The Delorean DMC-12, the Interceptor, even the
Bluesmobile; there is no doubt that cars we remember most from the 80s usually come from our favorite films. But away from the limelight, some unusual yet more ordinary vehicles were driven on roads across the country. Some of them you’d have fun spotting from the backseat of your dad’s car on the way to school or on long road trips with the whole family. These forgotten cars also helped to define the 80s automobile era just as much as the glamorous ones we watched on cinema screens. Here are 5 forgotten cars from the decade that have since been only faint memories.

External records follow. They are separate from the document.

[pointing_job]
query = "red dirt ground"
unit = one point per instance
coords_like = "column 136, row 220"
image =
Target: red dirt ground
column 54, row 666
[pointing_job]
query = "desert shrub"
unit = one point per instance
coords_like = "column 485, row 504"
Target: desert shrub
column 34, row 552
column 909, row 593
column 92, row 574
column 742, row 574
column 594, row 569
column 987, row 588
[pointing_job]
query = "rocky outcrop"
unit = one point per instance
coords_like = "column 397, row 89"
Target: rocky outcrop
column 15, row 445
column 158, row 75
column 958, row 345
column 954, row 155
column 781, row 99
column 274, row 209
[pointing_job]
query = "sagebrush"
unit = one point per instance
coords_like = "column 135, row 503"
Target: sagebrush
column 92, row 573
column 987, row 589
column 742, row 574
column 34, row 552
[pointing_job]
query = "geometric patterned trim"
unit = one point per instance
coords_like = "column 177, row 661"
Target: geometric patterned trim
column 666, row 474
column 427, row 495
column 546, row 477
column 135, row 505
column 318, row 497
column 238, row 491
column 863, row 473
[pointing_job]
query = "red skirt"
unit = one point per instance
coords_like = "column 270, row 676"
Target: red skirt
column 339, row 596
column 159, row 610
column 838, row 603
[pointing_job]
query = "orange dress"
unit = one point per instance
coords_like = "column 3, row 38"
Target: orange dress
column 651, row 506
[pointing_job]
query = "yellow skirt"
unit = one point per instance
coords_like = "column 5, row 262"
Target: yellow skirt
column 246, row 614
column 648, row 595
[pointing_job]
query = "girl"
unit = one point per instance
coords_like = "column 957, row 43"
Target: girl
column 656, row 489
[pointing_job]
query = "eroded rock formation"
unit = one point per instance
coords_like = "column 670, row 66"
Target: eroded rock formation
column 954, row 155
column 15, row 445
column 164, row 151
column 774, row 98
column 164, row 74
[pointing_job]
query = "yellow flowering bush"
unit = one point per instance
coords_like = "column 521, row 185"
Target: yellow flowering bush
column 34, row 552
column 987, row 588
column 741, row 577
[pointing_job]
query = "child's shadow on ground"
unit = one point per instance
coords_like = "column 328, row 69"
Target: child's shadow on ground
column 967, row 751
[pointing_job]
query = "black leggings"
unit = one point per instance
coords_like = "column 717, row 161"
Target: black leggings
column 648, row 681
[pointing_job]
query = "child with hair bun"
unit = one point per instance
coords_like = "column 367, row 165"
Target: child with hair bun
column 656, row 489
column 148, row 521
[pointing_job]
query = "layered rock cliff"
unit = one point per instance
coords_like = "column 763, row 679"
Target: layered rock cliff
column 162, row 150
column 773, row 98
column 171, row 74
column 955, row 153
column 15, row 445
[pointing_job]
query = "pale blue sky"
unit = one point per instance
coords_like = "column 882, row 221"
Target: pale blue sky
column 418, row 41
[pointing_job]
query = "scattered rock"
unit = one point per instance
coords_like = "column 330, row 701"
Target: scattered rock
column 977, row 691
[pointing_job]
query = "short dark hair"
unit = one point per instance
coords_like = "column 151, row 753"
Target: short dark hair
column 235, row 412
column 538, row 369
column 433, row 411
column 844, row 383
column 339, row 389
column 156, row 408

A perfect car for the everyman, Toyota
Cressida still had a hint of glam while embodying a very earthly, practically
minded concept. This car, which went out of production in 1990, was Toyota’s
guinea pig to see if it could compete with upmarket European
brands such as Mercedes and BMW. Thanks to the successful experiment,
Toyota launched Lexus later in the 90s.
Stylish, affordable, and with a typical 80s
design, the Mazda 929 was an angular vehicle which enjoyed most of its success in
Europe and Australia. Exporting Japanese style abroad in a similar way to
Honda, it was in the 80s that Mazda
established itself as a trusted car brand in the Western world (thanks to a partnership with Ford.) The 929 is a
great example of Mazda’s newly-found identity after a tough previous decade.
Audi Sport Quattro
Described as ‘bloody ugly’ by its own
designer, the Sport Quattro was quite a common sight on the streets just three
decades ago. The car didn't particularly hurt design purists back then because it was a quintessential 80s car, finding itself at
ease in the decade. With some time passed now and having almost entirely disappeared from the streets, the Sport Quattro may not be the
most beautiful car from the 80s but certainly is a souvenir
of innocent times long gone.
Manufactured only between 1980 and 1988, the Tasmin is undoubtedly one of the most peculiar vehicles that was sold during the decade. Assembled by British independent carmaker TVR, the car never
became a commercial hit yet embodied the decade’s very best design tendencies like a Kevlar and glass-fiber bodyshell. The sporty ride also performed brilliantly with its later models able to reach
60 mph in just above 5 seconds.
It doesn't happen often that you look
at a car and you think of a gaming console. Somewhere in between the Commodore and
Nintendo era, the second generation Honda CR-X stands out for its sleek design
and the unique black glass panel at the rear. Like many unsung heroes in the
automotive world, the CR-X quietly went out of production in 1991, but recently
served as inspiration for the 2010 Honda CRZ.